Scapherpetids are known from the Upper Cretaceous, Paleocene and Eocene and they’re mostly known from fragments (vertebrae and partial mandibles). They must have been large (vertebral centra are usually something like 20 mm long), and the shapes of their vertebrae and limbs show that they were another long-bodied, limb-reduced, mostly aquatic group: in Scapherpeton from the Upper Cretaceous, the limb bones are small compared to the size of the vertebrae, the proportions seemingly being about intermediate between Dicamptodon and amphiumas (Estes 1981).

The amazing sirens

Sirens (Sirenidae) are perhaps the strangest of salamanders. Indeed, they’re so strange that at times they’ve even been excluded from Caudata and put on their own as a ‘new’ sort of amphibian group termed Trachystomata or Meantes. Superficially eel-like, neotenic, and lacking a pelvis and hindlimbs, they possess external gills, lack eyelids, are adept at burrowing in mud, and reach 95 cm in the largest species [Image above by Stan Shebs]. The Cretaceous-Paleocene siren Habrosaurus reached 1.6 m, which is enormous and frightening. Habrosaurus, in fact, is so spectacular that I was half-expecting there to be some life restorations of it online (there are two species: H. prodilatus from the Campanian of Alberta, and H. dilatus from the Maastrichtian and Paleocene of Wyoming and Montana). Alas, that doesn’t seem to be the case, so I had to resort to creating this…

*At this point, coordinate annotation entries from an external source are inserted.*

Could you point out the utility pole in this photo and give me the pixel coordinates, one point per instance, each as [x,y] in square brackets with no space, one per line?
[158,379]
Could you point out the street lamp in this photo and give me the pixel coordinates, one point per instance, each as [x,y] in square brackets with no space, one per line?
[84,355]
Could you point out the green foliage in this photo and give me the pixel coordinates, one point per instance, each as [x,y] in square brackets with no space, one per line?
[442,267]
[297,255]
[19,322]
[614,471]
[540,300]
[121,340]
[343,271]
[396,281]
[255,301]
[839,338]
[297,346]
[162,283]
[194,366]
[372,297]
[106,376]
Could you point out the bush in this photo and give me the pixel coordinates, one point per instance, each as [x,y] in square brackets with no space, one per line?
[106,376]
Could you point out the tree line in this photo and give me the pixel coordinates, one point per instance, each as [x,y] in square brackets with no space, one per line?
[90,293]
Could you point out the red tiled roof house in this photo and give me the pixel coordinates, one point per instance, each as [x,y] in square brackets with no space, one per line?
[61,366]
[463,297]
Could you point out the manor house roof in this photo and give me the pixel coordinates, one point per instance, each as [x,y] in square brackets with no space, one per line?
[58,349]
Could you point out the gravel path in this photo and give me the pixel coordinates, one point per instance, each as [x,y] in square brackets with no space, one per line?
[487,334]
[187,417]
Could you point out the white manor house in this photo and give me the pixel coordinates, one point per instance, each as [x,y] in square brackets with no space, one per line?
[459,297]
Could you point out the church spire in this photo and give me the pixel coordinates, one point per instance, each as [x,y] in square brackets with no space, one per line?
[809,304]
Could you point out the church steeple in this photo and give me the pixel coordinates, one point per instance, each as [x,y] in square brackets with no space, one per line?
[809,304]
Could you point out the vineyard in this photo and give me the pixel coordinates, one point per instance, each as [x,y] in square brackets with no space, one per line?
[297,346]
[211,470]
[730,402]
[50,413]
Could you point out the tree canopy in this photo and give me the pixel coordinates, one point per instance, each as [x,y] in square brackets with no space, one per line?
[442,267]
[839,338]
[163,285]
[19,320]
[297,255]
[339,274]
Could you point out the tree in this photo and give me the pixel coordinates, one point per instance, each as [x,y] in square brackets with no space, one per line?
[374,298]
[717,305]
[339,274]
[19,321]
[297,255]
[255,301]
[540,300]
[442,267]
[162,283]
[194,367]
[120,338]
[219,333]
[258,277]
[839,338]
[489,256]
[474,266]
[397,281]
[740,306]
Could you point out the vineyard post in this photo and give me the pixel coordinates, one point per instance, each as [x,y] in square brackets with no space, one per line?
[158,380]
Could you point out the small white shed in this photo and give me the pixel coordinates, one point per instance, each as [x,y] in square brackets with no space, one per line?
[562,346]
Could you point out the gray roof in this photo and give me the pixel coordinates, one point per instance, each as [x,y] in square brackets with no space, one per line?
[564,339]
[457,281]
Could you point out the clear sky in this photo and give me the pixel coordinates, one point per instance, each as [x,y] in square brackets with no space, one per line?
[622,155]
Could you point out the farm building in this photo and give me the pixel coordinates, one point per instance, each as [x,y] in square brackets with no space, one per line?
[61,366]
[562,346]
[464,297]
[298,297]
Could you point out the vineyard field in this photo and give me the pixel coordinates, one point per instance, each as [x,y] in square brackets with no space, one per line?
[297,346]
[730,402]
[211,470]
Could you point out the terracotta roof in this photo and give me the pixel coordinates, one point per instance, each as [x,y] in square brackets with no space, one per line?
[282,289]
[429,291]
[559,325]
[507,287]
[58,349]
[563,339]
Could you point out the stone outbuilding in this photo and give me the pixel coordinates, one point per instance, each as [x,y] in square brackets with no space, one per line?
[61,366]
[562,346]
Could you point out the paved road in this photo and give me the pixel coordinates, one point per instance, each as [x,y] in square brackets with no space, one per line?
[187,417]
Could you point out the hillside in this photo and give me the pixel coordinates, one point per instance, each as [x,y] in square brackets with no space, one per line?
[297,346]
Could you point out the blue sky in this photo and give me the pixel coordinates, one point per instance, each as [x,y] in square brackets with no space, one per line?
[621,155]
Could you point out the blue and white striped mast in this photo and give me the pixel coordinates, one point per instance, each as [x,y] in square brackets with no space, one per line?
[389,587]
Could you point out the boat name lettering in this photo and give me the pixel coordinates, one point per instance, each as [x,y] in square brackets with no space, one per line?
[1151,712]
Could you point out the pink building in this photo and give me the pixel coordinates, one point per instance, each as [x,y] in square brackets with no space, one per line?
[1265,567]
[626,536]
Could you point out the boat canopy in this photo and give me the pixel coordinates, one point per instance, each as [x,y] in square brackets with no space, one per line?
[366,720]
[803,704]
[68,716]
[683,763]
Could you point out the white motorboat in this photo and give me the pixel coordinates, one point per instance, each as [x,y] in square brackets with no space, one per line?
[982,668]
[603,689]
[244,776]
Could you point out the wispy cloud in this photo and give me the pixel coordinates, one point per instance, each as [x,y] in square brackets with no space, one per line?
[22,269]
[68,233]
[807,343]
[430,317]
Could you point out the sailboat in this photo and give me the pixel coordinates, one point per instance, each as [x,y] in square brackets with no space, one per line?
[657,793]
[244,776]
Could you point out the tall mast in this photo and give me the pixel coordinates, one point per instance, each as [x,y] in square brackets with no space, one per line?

The big surprise is that sirens have a horny beak and pavements of teeth on the palate. The beak forms a broad platform inside the jaws, and the jaw joint is ventrally displaced relative to the rest of the skull. All of these features are adaptations for crushing, and field studies show that (as you might predict) sirens feed extensively on gastropods and bivalves. Sirens are unlike most salamanders in that their teeth are (usually) not pedicellate: that is, their teeth are not connected to the jaw bones by way of a flexible pedicle. Salamanders start their life as larvae without pedicellate teeth and normally develop the condition as they mature, so lack of pedicelly is seen as a neotenous condition. Proteids also lack pedicellate teeth as adults, as do batrachosauroidids and the Jurassic salamanders Kokartus and Beiyanerpeton. The fact that certain early salamanders (including stem members of the group) lack pedicellate teeth seems to challenge the hypothesis that pedicelly is a synapomorphy of Lissamphia and a primitive, inherited character for salamanders (Gao & Shubin 2012).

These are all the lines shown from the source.